Model annotators have a pretrained() on it’s static object, to retrieve the public pre-trained version of a model.

>>> import sparknlp
>>> from sparknlp.annotator import *
>>> classifierDL = ClassifierDLModel.pretrained() \
...     .setInputCols(["sentence_embeddings"]) \
...     .setOutputCol("classification")

pretrained(name, language, extra_location) will by default, bring a default pre-trained model. Sometimes we offer more than one model, in which case, you may have to use name, language or extra location to download them.

For a complete list of available pretrained models, head to the Spark NLP Models. Alternatively you can also check for pretrained models of a particular annotator using ResourceDownloader.showPublicModels().
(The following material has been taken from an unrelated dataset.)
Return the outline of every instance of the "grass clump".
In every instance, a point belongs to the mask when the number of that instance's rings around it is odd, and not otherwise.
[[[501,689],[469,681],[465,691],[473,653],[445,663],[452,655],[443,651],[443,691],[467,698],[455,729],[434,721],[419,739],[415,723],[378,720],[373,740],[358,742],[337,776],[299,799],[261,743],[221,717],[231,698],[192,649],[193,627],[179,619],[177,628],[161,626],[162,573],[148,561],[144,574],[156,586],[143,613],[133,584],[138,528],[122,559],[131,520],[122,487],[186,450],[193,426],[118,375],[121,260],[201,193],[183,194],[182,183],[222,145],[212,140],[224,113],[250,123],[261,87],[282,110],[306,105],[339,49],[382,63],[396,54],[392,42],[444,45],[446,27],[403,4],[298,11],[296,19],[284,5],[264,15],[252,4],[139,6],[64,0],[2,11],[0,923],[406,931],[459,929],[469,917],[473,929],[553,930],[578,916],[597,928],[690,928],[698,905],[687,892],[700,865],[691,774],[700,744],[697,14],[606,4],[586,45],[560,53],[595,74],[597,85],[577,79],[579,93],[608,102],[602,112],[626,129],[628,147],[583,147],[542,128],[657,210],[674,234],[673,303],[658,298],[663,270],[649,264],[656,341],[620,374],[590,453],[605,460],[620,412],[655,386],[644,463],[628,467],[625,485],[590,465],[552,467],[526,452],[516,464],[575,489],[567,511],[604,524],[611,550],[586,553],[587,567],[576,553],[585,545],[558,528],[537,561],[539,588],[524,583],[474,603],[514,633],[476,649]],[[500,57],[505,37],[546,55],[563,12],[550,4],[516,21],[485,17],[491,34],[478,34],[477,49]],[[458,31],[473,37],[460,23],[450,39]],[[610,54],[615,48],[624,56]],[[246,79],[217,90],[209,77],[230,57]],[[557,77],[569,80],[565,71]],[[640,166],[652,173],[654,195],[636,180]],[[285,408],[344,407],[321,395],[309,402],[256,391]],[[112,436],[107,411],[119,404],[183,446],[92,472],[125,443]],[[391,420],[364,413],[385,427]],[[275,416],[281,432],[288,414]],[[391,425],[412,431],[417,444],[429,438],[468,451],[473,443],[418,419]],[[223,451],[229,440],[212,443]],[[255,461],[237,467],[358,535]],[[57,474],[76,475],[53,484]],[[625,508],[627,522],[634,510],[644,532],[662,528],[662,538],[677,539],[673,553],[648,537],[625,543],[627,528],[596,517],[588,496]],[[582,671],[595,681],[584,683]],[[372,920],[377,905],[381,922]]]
>>> ResourceDownloader.showPublicModels("ClassifierDLModel", "en")
+-------------------------+------+---------+
| Model                   | lang | version |
+-------------------------+------+---------+
| classifierdl_use_trec6  |  en  | 2.5.0   |
| classifierdl_use_trec50 |  en  | 2.5.0   |
| classifierdl_use_spam   |  en  | 2.5.3   |
| ...                     |  en  | ...     |

Common Functions#

setInputCols(column_names)
Takes a list of column names of annotations required by this annotator. Those are generated by the annotators which precede the current annotator in the pipeline.
setOutputCol(column_name)
Defines the name of the column containing the result of the current annotator. Use this name as an input for other annotators down the pipeline requiring the outputs generated by the current annotator.

Available Annotators#

For all available Annotators refer to the full API reference sparknlp.annotator.